Рассказы - страница 16

Шрифт
Интервал

стр.

— Саша, я счастлива. На все важные события жизни откликается песня. Мне бы хотелось, чтобы кто-то пел песню про любовь — чистую, святую любовь. Душа просит.

Саша нагнулся к тумбочке, на которой стоял проигрыватель, и отыскал «Песню Сольвейг» Грига. Стоя, снова обнявшись, они слушали ее. Это было мастерское исполнение. Дирижер, видимо, был в ударе во время записи, и вдохновенные смычки музыкантов скользили по струнам, извлекая хрустальные звуки. Аранжировка была особенная. Сперва донесся, как мимолетный аромат роз, всего один протяжный, слабый, еле слышный аккорд и погас. Казалось, где-то на скалах у северных морей качнулись под вздохом ветерка верхушки сосен, пошептались и замолкли. Потом — ряд рассыпающихся над далекими полями звучаний. Опять все замолкло; проплыл гаснущий аккорд торжественного гимна, исполненного на органе в протестантской церкви. А затем в море, под пасмурным небом, поднялась волна и пошла к берегу, разлилась по нему и откатилась назад, шурша галькой. И вместе с этой волной как серебряные колокольчики неслись слова песни, сыплющиеся с голубого неба, как песня жаворонка сыплется на землю перед пахарем.

Пусть лето проходит и зима пролетит…
Ко мне ты вернешься и будешь моим…
Тебе поклялась я быть верной женой…

Пела несомненно молодая певица — столько искреннего, нерастраченного чувства вибрировало в ее голосе.

Зачарованно слушала Елена. Лицо ее побледнело. Песня Сольвейг, всю жизнь ждавшей своего возлюбленного, и странное, никогда прежде не испытанное ею чувство, зародившееся в момент, когда Саша сжег ее исповедь, слились в одно и породили ощущение явственно ощутимого тепла. Оно разливалось и наполняло всю грудь. Она испуганно схватилась за сердце. И вдруг ей захотелось, чтобы в жизни настал такой момент, когда она может пострадать за Сашу, пойти ради него на смерть, если иначе нельзя…

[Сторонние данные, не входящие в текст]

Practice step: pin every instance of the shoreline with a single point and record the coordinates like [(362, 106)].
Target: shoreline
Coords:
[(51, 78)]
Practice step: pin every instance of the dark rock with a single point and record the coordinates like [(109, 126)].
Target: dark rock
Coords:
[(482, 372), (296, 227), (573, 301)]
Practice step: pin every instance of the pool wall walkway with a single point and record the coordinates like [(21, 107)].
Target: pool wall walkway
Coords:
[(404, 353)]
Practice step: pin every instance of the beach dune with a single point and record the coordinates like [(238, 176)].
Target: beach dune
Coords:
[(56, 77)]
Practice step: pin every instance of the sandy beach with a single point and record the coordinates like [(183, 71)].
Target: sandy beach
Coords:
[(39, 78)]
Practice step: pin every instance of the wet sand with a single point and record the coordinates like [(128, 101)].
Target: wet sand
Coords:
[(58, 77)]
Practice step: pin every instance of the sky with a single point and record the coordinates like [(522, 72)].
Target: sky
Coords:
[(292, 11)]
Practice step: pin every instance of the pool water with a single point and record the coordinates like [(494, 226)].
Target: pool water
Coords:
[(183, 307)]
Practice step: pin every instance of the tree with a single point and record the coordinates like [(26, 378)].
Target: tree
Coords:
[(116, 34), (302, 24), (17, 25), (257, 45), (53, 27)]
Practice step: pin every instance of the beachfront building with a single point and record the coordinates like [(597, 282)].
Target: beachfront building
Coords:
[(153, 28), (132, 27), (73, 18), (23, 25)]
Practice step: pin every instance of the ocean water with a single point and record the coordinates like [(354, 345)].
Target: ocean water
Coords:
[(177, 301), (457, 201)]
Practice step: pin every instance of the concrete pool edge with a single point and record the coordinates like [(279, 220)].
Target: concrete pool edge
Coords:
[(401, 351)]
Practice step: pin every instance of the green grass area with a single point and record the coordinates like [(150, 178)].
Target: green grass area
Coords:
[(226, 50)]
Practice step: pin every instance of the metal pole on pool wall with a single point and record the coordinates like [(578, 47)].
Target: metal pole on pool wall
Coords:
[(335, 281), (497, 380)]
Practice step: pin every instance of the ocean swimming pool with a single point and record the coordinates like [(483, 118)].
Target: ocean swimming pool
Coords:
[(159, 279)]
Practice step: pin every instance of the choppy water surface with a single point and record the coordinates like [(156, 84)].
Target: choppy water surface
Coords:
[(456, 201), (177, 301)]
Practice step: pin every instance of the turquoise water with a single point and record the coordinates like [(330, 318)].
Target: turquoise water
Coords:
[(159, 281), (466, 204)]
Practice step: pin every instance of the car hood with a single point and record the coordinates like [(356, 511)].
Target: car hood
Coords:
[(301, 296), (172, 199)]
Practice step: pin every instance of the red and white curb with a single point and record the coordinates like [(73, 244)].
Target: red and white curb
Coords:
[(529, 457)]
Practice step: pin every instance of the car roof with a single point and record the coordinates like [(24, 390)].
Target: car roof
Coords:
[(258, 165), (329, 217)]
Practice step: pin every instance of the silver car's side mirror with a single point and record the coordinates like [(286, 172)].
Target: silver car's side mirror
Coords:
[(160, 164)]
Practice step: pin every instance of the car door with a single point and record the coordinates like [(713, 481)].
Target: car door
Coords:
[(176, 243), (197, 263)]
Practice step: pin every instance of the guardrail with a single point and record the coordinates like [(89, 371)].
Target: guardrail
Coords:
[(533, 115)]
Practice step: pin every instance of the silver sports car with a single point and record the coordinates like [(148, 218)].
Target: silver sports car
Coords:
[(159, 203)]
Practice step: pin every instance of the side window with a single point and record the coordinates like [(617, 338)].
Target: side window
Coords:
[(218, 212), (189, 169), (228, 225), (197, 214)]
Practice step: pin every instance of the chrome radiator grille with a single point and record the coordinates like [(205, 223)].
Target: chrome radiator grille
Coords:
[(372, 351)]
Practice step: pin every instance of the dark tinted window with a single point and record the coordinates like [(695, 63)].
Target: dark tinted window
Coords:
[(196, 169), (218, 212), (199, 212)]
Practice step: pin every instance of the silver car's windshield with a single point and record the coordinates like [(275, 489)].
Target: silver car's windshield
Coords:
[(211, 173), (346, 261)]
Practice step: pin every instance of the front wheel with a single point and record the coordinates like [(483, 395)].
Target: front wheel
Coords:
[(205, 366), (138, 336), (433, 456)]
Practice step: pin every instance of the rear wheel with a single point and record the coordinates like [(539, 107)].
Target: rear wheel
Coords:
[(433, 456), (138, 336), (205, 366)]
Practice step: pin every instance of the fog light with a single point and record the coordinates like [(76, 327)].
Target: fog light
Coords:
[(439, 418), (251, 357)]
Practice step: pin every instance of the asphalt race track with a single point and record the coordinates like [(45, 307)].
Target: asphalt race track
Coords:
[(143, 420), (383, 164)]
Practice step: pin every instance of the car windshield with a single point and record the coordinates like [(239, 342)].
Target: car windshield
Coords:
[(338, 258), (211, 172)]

Она поняла и содрогнулась от предвкушения счастья — ведь так рождалось настоящее, большое чувство, которое делает любящих сильными, одаренными и зовет к вдохновенному творчеству.

11 октября 1981 г.
г. Змеиногорск.

Навсегда

Посвящается моему верному другу и помощнице Людмиле Вертоградской.

Автор.

Весьма маловероятная повесть о самом главном.

О взметнись фонтаном сереброструйным, прекрасная неожиданность!


1

Внезапная командировка забросила меня в небольшой городок на северном Урале. Прибыл я туда в ночь с субботы на воскресенье в жестокую стужу и едва не обморозил пальцы на ногах, пока разыскивал гостиницу. Дверь мне открыла громадная баба в ватнике и валенках — тетя Даша. По гулкому и совершенно безлюдному коридору она отвела меня в жарко натопленный номер, где от стен из сосновой брусчатки приятно пахло смолой. Я бросился на кровать и тут же заснул.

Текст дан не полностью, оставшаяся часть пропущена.